If you live, work, or stay in a shared building of any kind — co-working, apartment, hotel, conference center — your network neighbors include some number of people who can now, casually, in fifteen minutes, do what I did. They aren’t pentesters. They didn’t read any books. They have the same model you do, and they’re a sentence away from it.

”Just use a VPN”

The standard advice is to throw a VPN on it and call it done. I want to push on that, because I think it’s wrong, or at least dangerously incomplete.

A VPN encrypts your traffic. The threat surface on a hostile shared network is not your traffic. It’s the network itself. Layer 2 is open. ARP poisoning, DHCP rogue servers, captive-portal MITM during the handshake gap, evil-twin access points, deauth attacks — none of that cares about your tunnel. Your machine is still on the network. It’s still ARP-reachable. It’s still being scanned by anyone else on it. Your VPN doesn’t change any of that.

And — this is the part — the same skill-floor collapse that produced my port scanner produces all of that other stuff too. Every layer-2 attack that used to take real chops is now a sentence away. The “just VPN it” advice was already shaky in 2018. In an era where the floor for the rest of the L2 toolkit has dropped with it, it’s wishful thinking.

What actually helps

The honest answer is that there is no clean consumer-side fix when L2 is open.

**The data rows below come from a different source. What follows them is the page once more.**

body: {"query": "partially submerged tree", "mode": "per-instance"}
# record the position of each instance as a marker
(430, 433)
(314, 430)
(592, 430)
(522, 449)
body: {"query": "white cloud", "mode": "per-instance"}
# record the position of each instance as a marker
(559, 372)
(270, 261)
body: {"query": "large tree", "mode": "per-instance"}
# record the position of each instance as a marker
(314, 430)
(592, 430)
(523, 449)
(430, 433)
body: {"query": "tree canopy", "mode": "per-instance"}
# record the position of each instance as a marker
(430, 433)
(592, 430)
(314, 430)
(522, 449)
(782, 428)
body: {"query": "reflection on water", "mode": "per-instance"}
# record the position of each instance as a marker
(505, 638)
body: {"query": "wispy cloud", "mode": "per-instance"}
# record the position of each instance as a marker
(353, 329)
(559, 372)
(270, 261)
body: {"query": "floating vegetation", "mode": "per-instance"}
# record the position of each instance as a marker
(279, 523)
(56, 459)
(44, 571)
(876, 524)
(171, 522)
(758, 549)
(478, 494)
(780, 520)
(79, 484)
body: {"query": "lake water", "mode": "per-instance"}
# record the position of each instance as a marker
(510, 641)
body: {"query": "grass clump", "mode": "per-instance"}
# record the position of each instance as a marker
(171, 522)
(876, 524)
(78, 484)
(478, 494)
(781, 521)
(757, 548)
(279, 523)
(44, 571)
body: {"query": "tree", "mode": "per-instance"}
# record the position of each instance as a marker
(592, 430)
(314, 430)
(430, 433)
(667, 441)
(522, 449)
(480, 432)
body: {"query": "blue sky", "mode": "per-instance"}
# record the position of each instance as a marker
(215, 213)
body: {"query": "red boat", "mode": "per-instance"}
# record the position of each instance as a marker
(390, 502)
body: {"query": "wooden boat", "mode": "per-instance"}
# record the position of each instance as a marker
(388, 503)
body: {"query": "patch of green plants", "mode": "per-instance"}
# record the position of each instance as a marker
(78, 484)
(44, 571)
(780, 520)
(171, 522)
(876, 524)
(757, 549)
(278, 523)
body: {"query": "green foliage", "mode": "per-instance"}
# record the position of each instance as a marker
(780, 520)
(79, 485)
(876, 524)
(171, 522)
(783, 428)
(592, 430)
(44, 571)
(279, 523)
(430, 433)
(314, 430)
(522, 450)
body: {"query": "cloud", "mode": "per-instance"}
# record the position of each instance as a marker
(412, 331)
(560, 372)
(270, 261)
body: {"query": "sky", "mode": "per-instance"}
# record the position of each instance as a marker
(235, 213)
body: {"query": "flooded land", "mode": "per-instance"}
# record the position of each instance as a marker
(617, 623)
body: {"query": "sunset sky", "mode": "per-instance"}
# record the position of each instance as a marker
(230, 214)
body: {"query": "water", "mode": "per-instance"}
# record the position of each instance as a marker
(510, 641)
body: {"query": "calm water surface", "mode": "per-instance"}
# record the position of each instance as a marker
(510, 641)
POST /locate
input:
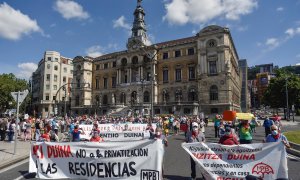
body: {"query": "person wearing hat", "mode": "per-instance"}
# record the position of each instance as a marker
(194, 136)
(229, 138)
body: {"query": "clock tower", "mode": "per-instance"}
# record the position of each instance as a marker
(139, 36)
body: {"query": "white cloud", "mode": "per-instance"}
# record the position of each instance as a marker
(70, 9)
(14, 24)
(94, 51)
(26, 70)
(280, 9)
(272, 43)
(121, 23)
(291, 32)
(180, 12)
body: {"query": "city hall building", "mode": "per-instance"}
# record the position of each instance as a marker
(182, 76)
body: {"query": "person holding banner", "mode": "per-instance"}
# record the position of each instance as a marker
(76, 134)
(245, 132)
(276, 136)
(194, 136)
(229, 138)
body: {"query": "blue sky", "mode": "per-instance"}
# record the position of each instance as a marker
(264, 31)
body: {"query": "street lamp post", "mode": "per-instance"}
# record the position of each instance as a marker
(287, 99)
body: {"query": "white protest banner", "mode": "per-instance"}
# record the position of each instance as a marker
(266, 160)
(107, 160)
(111, 131)
(124, 136)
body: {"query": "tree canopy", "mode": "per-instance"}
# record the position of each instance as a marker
(9, 83)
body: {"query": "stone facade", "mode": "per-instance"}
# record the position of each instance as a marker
(183, 76)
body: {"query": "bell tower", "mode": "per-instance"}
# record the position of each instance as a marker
(139, 36)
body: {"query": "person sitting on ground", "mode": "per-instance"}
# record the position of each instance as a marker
(229, 138)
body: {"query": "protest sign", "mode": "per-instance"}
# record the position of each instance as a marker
(236, 162)
(107, 160)
(118, 132)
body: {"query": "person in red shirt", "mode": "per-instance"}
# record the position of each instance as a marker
(229, 137)
(96, 138)
(45, 136)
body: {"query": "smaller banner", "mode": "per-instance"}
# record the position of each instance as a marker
(118, 132)
(140, 160)
(222, 162)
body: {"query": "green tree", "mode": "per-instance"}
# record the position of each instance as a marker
(275, 95)
(9, 83)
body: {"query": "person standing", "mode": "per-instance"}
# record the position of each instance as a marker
(3, 128)
(229, 138)
(245, 132)
(217, 122)
(194, 136)
(267, 124)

There are mitigations:

  • Get off the network for anything you care about. Cellular tether, hotspot, your phone’s data plan. Treat shared wifi the way you’d treat a USB stick from a parking lot.
  • Harden the device, not the connection. Host firewall on. No listening services. No automatic file sharing or printer discovery. No mDNS broadcasting your hostname. Assume the LAN is the open internet — because effectively, it is.
  • Stop trusting the captive portal. The page that appears when you connect is the easiest thing on the network to spoof.

But these are workarounds. They don’t fix the network. They route around it.

The actual fix lives at the operator layer. Client isolation, so devices on the same wifi can’t see each other. Per-port or per-client VLANs. Management interfaces — the controller’s admin portal, in my case — bound to a separate, non-client VLAN with no reachability from the guest network. None of this is exotic. It’s been default in enterprise wifi for fifteen years.

If a building, hotel, or co-working space can’t tell you they do these things, they don’t. And until they do, every shared network they run is a flat, hostile broadcast domain in a world where exploiting one is now a fifteen-minute exercise for anyone curious enough to ask.

I told them

After I poked around, I told the co-working’s management what I’d found. I didn’t send a writeup or a screenshot. I told them the controller’s admin portal was reachable from the guest network — the same network the coffee shop downstairs hands out to walk-ins — and that a non-zero number of those people could find it now without trying very hard. They’re working on it.

That’s the part I want to leave you with. The point of writing this isn’t that I found something clever. I didn’t. I asked a question and a model answered it, the way it answers a million other questions every day. The point is that anyone could have. The bar to being the person who notices the controller in the corner of the network just dropped to “asks an LLM in good English.”

If you operate a shared network, you should assume someone in your building has already noticed.